We limited our color pallet to red, yellow and orange, dolloped out into styrofoam meat trays, mostly because those were the jugs of paint most readily at hand.
I've mentioned before, that this is my final year teaching the "boy bubble" that has been working its way through our school for the past three years, all 9 of my older Pre-K students being boys. They have taught me a lot about the importance of car play and that's who mostly played here, along with our oldest 3-year-old boy.
Setting this up on this particular day wasn't left up to chance. I'd been watching the parent work schedule just waiting for Ruby's dad Chan's turn to come around as the parent-teacher responsible for the art station (for those who don't know, we're a cooperative preschool, in which the parents also serve as my assistant teachers). And he didn't disappoint, keeping up the chatter, organizing races, getting the "track" going in one direction, then another. You know, playing like a stereotypical boy. I think Ruby was the only girl who put in any time at the art table race track, but even she was soon lost to the doll play taking place next door.
But mostly it was self-directed play, carried out by a group of guys who've known one another for their entire lives, playing with toys for which they all have varying degrees of passion, making orange tracks together for well over an hour.
They carried on casual, shoulder-to-shoulder conversations the way grown men do, comprised of short, functional sentences or echoing Chan's coach-like exhortations.
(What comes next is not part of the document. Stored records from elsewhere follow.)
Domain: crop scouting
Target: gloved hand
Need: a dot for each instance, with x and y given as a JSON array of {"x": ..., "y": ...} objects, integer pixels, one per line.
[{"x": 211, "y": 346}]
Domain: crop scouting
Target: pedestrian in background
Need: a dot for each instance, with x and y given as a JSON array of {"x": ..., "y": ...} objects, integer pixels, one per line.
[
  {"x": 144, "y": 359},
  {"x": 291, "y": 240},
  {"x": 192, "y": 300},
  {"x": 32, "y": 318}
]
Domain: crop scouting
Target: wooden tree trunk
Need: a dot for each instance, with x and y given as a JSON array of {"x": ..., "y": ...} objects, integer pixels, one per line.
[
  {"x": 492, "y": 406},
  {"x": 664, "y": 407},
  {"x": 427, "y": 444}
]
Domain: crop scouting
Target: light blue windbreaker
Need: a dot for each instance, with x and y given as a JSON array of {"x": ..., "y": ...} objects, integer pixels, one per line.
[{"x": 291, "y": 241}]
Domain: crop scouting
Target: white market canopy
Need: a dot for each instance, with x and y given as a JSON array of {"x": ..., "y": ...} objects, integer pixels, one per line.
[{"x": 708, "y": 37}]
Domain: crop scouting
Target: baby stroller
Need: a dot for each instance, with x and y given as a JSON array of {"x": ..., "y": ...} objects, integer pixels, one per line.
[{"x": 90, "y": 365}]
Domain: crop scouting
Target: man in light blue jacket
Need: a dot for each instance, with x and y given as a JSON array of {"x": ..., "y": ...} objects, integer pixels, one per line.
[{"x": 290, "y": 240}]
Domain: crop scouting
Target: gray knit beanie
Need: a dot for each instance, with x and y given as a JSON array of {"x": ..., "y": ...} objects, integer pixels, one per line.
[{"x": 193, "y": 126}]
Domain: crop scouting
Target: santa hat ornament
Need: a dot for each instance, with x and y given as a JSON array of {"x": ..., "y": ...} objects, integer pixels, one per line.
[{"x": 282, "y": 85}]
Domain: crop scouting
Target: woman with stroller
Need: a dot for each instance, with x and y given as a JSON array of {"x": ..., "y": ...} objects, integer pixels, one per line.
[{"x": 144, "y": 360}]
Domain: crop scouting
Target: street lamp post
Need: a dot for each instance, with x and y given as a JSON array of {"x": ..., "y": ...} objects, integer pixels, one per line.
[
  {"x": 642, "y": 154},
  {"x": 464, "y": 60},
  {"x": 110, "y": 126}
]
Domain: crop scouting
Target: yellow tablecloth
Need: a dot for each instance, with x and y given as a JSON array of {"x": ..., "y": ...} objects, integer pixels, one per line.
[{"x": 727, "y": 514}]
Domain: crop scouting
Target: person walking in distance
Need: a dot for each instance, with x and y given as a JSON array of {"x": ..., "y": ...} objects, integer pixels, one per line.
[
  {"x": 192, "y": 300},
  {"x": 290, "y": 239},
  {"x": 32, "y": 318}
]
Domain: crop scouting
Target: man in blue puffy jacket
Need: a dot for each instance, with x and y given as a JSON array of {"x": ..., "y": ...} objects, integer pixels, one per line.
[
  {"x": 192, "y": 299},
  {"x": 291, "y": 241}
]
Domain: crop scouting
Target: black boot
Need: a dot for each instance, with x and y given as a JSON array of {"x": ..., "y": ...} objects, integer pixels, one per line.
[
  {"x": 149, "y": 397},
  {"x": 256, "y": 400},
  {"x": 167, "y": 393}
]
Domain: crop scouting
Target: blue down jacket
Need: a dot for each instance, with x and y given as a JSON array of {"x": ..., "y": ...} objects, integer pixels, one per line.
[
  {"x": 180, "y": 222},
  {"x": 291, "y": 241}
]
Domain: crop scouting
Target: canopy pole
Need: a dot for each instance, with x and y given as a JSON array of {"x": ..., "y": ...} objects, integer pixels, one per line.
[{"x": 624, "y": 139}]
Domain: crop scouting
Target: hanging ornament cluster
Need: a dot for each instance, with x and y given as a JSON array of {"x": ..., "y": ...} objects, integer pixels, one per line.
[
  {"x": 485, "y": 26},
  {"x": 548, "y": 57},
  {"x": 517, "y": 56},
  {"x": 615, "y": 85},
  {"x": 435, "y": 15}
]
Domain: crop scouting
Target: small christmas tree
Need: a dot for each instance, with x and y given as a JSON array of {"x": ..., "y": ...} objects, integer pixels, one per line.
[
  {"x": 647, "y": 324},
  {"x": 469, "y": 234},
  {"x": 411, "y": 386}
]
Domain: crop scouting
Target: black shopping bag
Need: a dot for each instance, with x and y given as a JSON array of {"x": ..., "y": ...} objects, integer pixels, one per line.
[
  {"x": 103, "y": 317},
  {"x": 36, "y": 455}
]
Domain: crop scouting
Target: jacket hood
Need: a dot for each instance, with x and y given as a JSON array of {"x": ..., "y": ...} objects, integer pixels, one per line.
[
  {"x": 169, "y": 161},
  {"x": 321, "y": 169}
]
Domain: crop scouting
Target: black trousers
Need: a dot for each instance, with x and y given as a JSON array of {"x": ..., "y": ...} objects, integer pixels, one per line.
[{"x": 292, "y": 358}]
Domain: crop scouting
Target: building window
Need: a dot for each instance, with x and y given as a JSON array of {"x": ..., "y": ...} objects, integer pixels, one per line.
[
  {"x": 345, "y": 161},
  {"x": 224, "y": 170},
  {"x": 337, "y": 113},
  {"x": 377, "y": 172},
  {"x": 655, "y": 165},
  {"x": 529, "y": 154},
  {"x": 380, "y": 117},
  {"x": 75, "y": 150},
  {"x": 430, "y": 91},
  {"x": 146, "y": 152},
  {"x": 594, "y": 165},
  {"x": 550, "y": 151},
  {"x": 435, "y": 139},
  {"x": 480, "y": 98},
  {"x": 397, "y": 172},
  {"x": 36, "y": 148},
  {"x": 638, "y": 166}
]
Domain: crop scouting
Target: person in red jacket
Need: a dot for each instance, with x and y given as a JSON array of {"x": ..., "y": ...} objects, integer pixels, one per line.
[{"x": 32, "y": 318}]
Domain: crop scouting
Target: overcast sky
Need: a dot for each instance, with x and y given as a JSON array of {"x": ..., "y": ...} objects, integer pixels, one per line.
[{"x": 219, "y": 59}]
They were on their feet, always moving, focused, a team. I'm sure there was some bickering, but they seem to have solved things on their own, in their own ways, because it never rose to the level that it involved me, nor did it in any way slow down the play. It was the kind of ebb and flow creative play that teachers live for; that makes us step back and be simply awed by children.
I read somewhere, a long time ago, and I've not had any success in finding the source of this, but I believe it was an anthropologist who postulated that the central, unspoken question of every society is "What to do with the men?" Sometimes we're used for war and conquest, sometimes for exploration and discovery, sometimes our role is largely economic, and sometimes we build things, hunt, or grow food. Whatever the case, and however we answer this question, I know that as we drove our cars through paint the other day we, the men of Woodland Park, were a shining example of men, together, at their best.
I'm quite proud to know that these are the men we will be sending out into the world.